Lent brings new and old food traditions to the table
Earlier this week marked a juxtaposition of food traditions: the wild celebrations associated with Fat Tuesday (from the French term Mardi Gras) followed by the start of the Christian season of repentance and reflection known as Lent. This past Tuesday was the day when Catholics typically consumed the rich foods on hand in their households to prepare for the next 40 days of abstinence from indulgence and from eating meat.
In several towns across southern Louisiana, Mardi Gras is a day of parades and costume parties where guests are served jambalaya, étouffée and king cakes. Restaurant chains with pancake menus offer special deals on the day also known as Pancake Tuesday, since the fluffy treats are a great dish in which to use butter and sugar, as well as the sweet swirls of maple syrup or whipped cream on top.
The traditions of Lent start with Ash Wednesday, March 5, 2025, when it is customary for Catholics to fast and to begin a period of self-examination. Many individuals will use the time of Lent to give up something they enjoy as a way of demonstrating their commitment to a more spiritual focus. People will give up sweets, pasta or their favorite adult beverages for 40 days, the same amount of time Jesus spent fasting and praying in the desert before starting his public ministry.
In the early years of Christianity, the church instituted the practice of requiring the faithful to abstain from eating meat on Fridays in memory of Christ's death, which occurred on a Friday. During the season of Lent, the church also called for abstaining from eating meat on Wednesdays. The concept of giving up meat for this period was actually codified by the Conference of Catholic Bishops in 1966.
Growing up in a Catholic home, the period of Lent for me meant the frequent appearance of tuna noodle casserole or baked fish sticks served for Friday and Wednesday dinners. Now that I am living in Lewes, I can honor the food traditions of Lent with the abundant and delicious fresh seafood available at restaurants, groceries and speciality markets.
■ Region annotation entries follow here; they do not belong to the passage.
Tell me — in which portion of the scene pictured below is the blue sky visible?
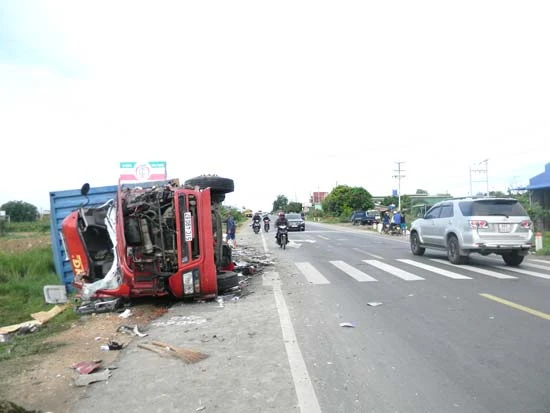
[0,0,550,210]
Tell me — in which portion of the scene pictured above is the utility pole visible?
[393,162,405,212]
[470,159,489,196]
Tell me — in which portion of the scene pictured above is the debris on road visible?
[138,341,208,364]
[74,369,111,386]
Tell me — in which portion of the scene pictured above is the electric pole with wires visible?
[393,161,405,212]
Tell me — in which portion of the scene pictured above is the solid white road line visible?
[264,273,321,413]
[431,258,518,280]
[397,259,472,280]
[363,260,424,281]
[294,262,330,284]
[329,261,377,282]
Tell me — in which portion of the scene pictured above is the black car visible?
[286,213,306,231]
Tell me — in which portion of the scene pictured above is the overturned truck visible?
[61,175,238,312]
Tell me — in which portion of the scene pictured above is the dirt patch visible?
[0,304,166,413]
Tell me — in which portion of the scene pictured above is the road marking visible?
[353,248,384,260]
[363,260,424,281]
[262,232,269,252]
[266,274,321,413]
[329,261,377,282]
[498,266,550,280]
[294,262,330,284]
[479,293,550,320]
[397,259,472,280]
[431,258,518,280]
[523,260,550,270]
For the fish tacos in the photo, a simple combination of baked white fish, cabbage slaw and fresh tomato salsa is nestled in a small, white-corn tortilla. For this, you’re better off with a soft tortilla, as there’s very little fat or oil to soften a hard shell, which would shatter at the first bite. Many other recipes you find will often have more sauce, but I prefer the way the fish shines in this version.
For the fresh oysters in the photo, research the happy hour deals at your favorite fish-centric restaurants. Most places in the Lewes and Rehoboth area have special offers on various nights of the week, with low-priced oysters and other combination meals. But, with the Chesapeake so close to us, there’s no better way to honor the traditions of Lent than to dine on a dozen salty beauties.
I’ve included a recipe for a grown-up version of tuna noodle casserole. This one features a cheesy sauce made stovetop that doesn’t rely on cream-of-something soup, starting instead with a roux. You can add a topping of buttered bread crumbs if you prefer a crunchy touch, but I like the creamy texture without. Now I just have to adjust to giving up chocolate for Lent.
Fish Tacos
Preheat oven to 350 F. Scatter the butter on a rimmed baking sheet; place it in the oven to melt. When the butter is melted, arrange the fish fillets on the baking sheet and sprinkle with garlic. Pour the wine around the fillets; season with salt and pepper.
Bake the fish until it flakes easily with a fork, 10 to 12 minutes. Break the fish into 1-inch chunks and set aside. Whisk together cabbage, cilantro, jalapeño and lime juice; set aside. Stir together yogurt, lime zest and salt; set aside. To assemble the tacos, spread the shell with yogurt mixture, then top with chunks of fish, cabbage mixture and salsa. *Fish can be any mild white fish such as skinless cod, snapper or mahi-mahi fillets. Yield: 8 small tacos.